NOCHES DE SEPTIEMBRE

MANUEL RUIZ HERNÁNDEZ EL ANÁLISIS

Ante la entrada de uva en una bodega de Rioja se nos ocurrió relacionar las condiciones del mosto en función de la temperatura máxima diurna. Resultó que no había relación. Seguidamente, en el mismo cuadro gráfico, pusimos las temperaturas mínimas nocturnas y, sorprendentemente, ya había relación con la acidez volátil de entrada del mosto.

Para temperaturas mínimas nocturnas inferiores a 11º C, la acidez volátil del mosto era 0,1 grs./l. En cambio, para mínimas no inferiores a 14º C, era de 0,2 grs./l.

Aunque puede haber un efecto de la inercia de la uva enfriada de noche, podemos afirmar que la fermentación en su parámetro de acidez volátil será mejor con noches frías, aunque el día posterior sea cálido.
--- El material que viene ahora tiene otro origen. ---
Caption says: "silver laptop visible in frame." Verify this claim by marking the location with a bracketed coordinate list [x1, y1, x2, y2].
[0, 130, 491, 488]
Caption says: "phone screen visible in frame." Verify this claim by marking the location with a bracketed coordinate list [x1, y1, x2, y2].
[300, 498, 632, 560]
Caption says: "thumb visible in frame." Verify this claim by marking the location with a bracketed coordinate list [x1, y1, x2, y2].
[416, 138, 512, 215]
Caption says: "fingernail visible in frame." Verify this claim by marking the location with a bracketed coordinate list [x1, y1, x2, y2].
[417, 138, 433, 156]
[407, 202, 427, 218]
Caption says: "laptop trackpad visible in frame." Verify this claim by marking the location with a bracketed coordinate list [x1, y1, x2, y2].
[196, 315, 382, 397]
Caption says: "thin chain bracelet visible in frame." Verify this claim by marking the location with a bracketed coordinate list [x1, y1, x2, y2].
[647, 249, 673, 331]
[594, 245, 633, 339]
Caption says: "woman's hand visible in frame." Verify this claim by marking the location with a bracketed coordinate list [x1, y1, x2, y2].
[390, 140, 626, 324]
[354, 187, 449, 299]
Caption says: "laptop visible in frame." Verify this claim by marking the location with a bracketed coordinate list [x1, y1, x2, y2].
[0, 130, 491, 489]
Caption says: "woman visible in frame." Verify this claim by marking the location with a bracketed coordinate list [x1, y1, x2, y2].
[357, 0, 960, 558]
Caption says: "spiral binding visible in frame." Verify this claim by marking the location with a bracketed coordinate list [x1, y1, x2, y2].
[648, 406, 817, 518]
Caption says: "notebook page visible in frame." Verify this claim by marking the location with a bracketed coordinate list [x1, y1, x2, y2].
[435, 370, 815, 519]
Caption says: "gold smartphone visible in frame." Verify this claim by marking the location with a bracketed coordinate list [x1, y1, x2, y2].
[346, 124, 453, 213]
Además, la baya en maduración es muy sensible a las noches frías. La uva en septiembre se encuentra con temperatura media diaria entre 15º y 20º C, y mínimas nocturnas entre 12º y 14º C. Pero si una noche la temperatura cae a 8º C, ocurre un colapso madurativo.

Sus etapas son:

1ª) La semilla se contrae y ya no crece.

2ª) La baya detiene su crecimiento.

3ª) El hollejo se endurece y además de los antocianos acumula aceleradamente taninos.
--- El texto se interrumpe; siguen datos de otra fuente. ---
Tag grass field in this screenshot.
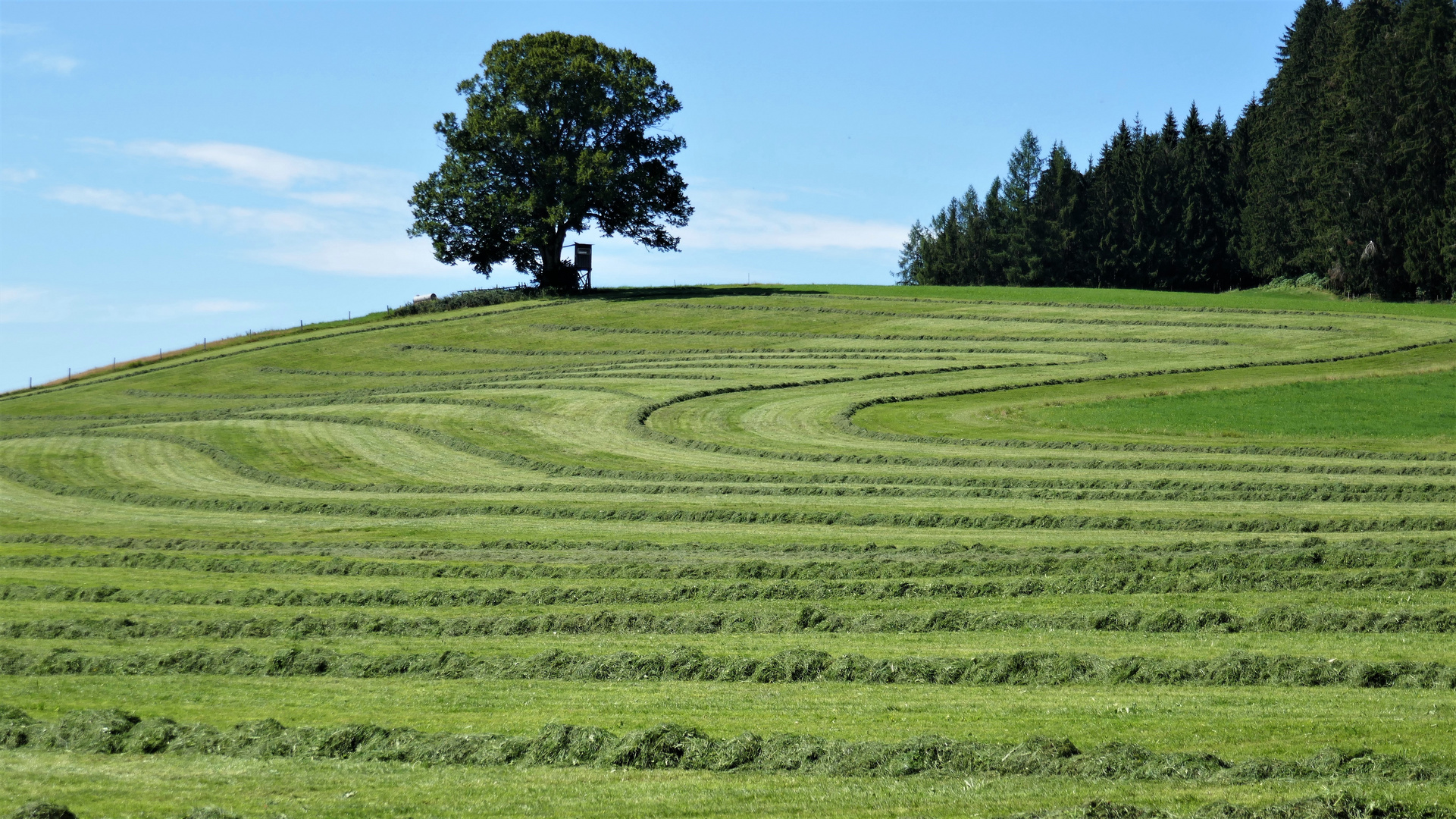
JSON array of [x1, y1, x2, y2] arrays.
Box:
[[0, 286, 1456, 819]]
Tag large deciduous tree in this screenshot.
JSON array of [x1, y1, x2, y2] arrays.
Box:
[[409, 32, 693, 290]]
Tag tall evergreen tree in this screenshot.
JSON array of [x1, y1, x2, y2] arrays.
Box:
[[1239, 0, 1341, 280], [900, 0, 1456, 299]]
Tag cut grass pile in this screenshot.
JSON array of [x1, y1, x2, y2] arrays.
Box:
[[0, 287, 1456, 819]]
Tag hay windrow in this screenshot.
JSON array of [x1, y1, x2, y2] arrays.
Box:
[[0, 647, 1456, 691], [0, 707, 1456, 784]]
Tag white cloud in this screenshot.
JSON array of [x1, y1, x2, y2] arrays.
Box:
[[122, 140, 412, 210], [681, 191, 907, 251], [0, 286, 45, 306], [0, 22, 45, 36], [256, 239, 474, 278], [20, 51, 80, 77], [0, 168, 39, 185], [177, 299, 262, 313], [46, 185, 319, 233]]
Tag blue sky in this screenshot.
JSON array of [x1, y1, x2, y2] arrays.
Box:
[[0, 0, 1298, 389]]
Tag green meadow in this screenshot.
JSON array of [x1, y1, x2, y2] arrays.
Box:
[[0, 286, 1456, 819]]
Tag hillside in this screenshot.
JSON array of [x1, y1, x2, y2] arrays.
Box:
[[0, 287, 1456, 819]]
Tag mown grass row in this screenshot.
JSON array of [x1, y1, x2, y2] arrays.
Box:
[[0, 645, 1456, 691], [0, 707, 1456, 784], [8, 465, 1456, 533], [28, 417, 1456, 503], [673, 303, 1342, 332], [0, 538, 1456, 580], [0, 568, 1453, 607], [0, 605, 1456, 640]]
4ª) El raspón comienza a agostarse, marrón.

5ª) Y las hojas comienzan a agostarse, pasando del color verde vivo al verde pálido, al rojo y al color «siena».
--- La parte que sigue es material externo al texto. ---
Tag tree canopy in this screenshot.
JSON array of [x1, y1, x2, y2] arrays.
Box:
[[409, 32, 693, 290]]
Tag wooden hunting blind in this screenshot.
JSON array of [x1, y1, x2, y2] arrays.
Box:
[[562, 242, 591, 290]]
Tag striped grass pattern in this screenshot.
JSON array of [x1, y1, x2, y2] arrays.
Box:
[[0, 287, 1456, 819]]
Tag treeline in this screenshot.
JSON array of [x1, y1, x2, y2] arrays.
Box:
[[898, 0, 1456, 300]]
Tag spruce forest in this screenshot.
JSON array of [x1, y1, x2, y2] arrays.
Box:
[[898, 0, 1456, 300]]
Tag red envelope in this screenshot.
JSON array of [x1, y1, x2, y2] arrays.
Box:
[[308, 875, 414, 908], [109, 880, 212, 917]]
Todo esto es venturosamente beneficioso.

En esta campaña intentaremos seguir este curso tanto en las bayas de primera floración como en las de segunda floración. Y comenzaremos por el número de semillas.

Las lluvias suponen noches templadas y, por ello, evitan el beneficio de noches de frío.

Desde que conocemos el aforismo riojano «La viña donde se hiele», intentamos encontrarle sentido, pues el hielo en sentido estricto no tiene nada de bueno. Ahora observaremos si la localización de las heladas puede coincidir con las zonas donde en septiembre aparece el efecto beneficioso de noches frías.